HIV/AIDS RESEARCH MEDICATION
Uganda is part of six other countries participating in a trial of a long-acting injectable medication given to prevent HIV infection among sexually active women.
The study, which began screening volunteers on Monday at Uganda Virus Research Institute (UVRI) in Entebbe, is designed to test how effective and safe the injectable cabotegravir is, compared to daily oral Truvada, which is already approved as a pre-exposure prophylaxis.
A prophylaxis is medicine you take to prevent an infection. According to Dr.
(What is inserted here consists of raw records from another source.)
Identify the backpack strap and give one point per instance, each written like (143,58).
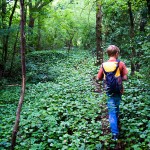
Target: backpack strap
(114,70)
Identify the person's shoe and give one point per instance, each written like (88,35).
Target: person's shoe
(115,137)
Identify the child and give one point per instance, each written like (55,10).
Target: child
(114,95)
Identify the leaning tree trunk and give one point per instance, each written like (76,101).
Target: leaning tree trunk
(16,126)
(5,44)
(13,54)
(99,50)
(133,52)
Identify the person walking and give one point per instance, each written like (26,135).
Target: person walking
(113,72)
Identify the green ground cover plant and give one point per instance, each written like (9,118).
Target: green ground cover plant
(62,111)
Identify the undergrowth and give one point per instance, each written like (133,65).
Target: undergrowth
(61,111)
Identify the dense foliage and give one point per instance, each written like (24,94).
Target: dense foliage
(62,111)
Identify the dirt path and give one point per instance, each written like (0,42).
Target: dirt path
(103,117)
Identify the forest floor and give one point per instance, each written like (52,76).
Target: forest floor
(65,109)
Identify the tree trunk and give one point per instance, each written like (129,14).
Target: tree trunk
(148,5)
(16,126)
(133,52)
(39,33)
(13,54)
(99,50)
(4,26)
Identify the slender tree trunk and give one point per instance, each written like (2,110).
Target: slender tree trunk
(133,53)
(16,126)
(99,50)
(39,33)
(5,44)
(13,55)
(148,5)
(4,26)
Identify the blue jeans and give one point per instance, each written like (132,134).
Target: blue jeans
(113,109)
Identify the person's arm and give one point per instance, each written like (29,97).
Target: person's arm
(124,78)
(100,74)
(124,71)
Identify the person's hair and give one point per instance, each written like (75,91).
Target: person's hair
(112,50)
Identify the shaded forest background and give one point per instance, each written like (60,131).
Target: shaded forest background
(70,37)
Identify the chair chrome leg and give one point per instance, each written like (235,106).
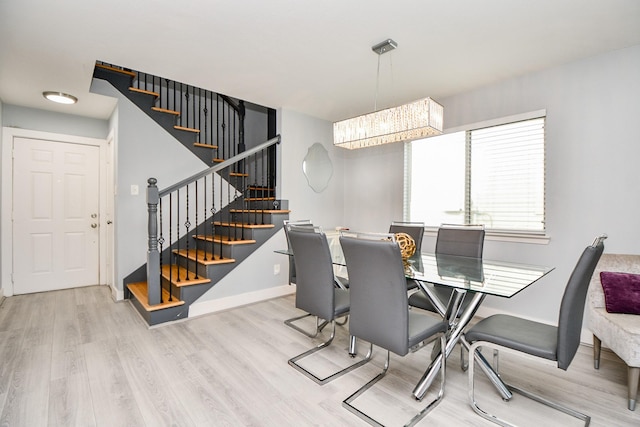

Amanda Wanyana, a senior medical officer at the Uganda Virus Research Institute (UVRI), this large-scale clinical trial is also taking place at Baylor Uganda sites and Makerere University-Johns Hopkins University (MUJHU) Research Collaboration.
Other countries participating in the study are Swaziland, Kenya, Malawi (with two sites), Botswana, Zimbabwe (having five sites) and South Africa (six sites). Wanyana says UVRI in Entebbe is looking for 147 women volunteers, who must be HIV-negative, sexually active, not pregnant and not breastfeeding. The women must not be volunteering in other trials, have no chronic diseases, no skin infection and no soya allergies.
The doctor said the screening will continue, until they get the 147 women required. She invited all HIV negative-women, who are sexually active to volunteer. The trial will examine whether a long-acting form of the investigational anti-HIV drug cabotegravir injected once every eight weeks can safely protect women at risk for HIV infection. The only drug regimen currently licensed for HIV pre-exposure prophylaxis, or PrEP, is the ARV truvada taken daily as an oral tablet.
The US National Institutes of Health (NIH) is sponsoring the trial and the NIH-funded HIV Prevention Trials Network (HPTN) is conducting the study, called HPTN 084. It is co-funding it in partnership with ViiV Healthcare and the Bill & Melinda Gates Foundation. ViiV Healthcare and Gilead Sciences Inc. are providing the study medications.
According to Prof. Anthony S. Fauci, the director of the US National Institute of Allergy and Infectious Diseases (NIAID), which is part of NIH, taking a daily pill can be challenging for some people. If this long-acting injectable form of protection turns out effective, it may be an easier, more desirable and discreet alternative.
Current data suggest that women who use oral truvada for HIV prevention may need to take it every day, without fail, to achieve and maintain drug concentrations high enough to provide protection. The trial targets women who accounted for 58% of new HIV infections among adults in southern and eastern Africa in 2016.
The trial will enroll approximately 3,200 sexually active women aged 18 to 45 years at 20 sites in seven countries in southern and eastern Africa. The women are randomly assigned to either the cabotegravir group or the truvada group. Neither the participants nor the study team will know who is in which group, until the end of the trial.
Participants will receive HIV prevention counselling, condoms and counselling to encourage and support adherence to the daily pill. They will be tested for sexually transmitted infections (STIs) throughout the trial and referred for appropriate treatment if an STI is diagnosed.
Participants will also be tested for HIV at least every eight weeks, and those who become HIV-infected during the trial will stop receiving the study products and be referred to local medical providers for appropriate HIV care and treatment.